Когда приезжал, то покой деревенского дома, размеренная жизнь как-то угнетали меня, хотелось всё куда-то ехать, куда-то спешить. До сих пор со стыдом вспоминаю, как мать сидит у переборки, сложив на коленях свои большие, по-мужицки натруженные руки, с какой-то робостью поглядывает на меня, ждёт, когда я заговорю с ней, о чём-нибудь спрошу. И только сейчас задним умом понимаю, как же мало надо было от нас нашим матерям: только чуть больше внимания, чуть больше заботы. Хотя бы коротким письмецом, хотя бы несколькими словечками. Нет, всё-таки сам Господь надоумил меня за два месяца до её кончины приехать, иначе не увидел бы её живой, не записал бы её рассказ о наших родовых корнях. Слушаю теперь диктофонную запись: как же много сохранила она в своей памяти, какой интересной рассказчицей была, не в пример многим героям моих очерков. Но я всё думал, что уж к матери-то успею долететь, успею поговорить.
Не успел. Не долетел. Не спросил. Не выслушал.
Казню себя снова и слышу тихий голос соседки на панихиде: глянь-ко, как тетю Дуню любили, вся улица пришла провожать.
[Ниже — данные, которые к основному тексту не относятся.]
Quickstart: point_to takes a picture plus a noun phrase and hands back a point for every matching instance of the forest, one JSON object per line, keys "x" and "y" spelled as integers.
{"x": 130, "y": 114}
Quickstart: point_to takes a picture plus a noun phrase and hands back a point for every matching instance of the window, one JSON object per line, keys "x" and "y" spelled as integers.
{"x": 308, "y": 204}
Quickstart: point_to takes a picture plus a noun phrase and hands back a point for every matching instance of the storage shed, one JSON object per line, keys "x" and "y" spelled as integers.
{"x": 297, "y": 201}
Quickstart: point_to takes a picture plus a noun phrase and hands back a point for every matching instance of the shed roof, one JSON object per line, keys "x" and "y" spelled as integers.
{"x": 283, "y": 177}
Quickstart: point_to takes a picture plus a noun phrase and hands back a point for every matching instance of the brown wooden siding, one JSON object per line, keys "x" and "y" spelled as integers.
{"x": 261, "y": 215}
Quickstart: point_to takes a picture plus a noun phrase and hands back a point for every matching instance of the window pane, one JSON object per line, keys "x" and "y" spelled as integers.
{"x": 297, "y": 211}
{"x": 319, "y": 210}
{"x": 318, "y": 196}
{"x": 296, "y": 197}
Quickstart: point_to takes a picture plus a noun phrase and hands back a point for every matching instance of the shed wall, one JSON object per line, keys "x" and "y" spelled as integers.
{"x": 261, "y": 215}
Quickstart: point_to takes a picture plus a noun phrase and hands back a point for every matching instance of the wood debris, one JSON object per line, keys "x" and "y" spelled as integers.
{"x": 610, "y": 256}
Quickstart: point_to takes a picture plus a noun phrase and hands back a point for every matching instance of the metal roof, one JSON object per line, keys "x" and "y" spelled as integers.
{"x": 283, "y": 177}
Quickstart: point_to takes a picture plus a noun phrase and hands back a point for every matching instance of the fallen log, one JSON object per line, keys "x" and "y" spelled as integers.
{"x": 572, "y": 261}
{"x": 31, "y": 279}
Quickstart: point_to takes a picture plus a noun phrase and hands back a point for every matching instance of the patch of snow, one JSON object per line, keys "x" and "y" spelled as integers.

И опять вспоминаю о двух таблетках эуфиллина, которые, возможно, продлили бы ей жизнь, не оборвалась бы тонкая ниточка, связывающая её с миром.
Прости и прощай, моя мама! Слова эти остаётся повторять до последних дней моих, утешаясь, что Господь призвал её к себе в свой день. И лелея надежду, что души наши, может быть, ещё встретятся в ином, горнем мире. И я сумею сказать ей то, что не успел.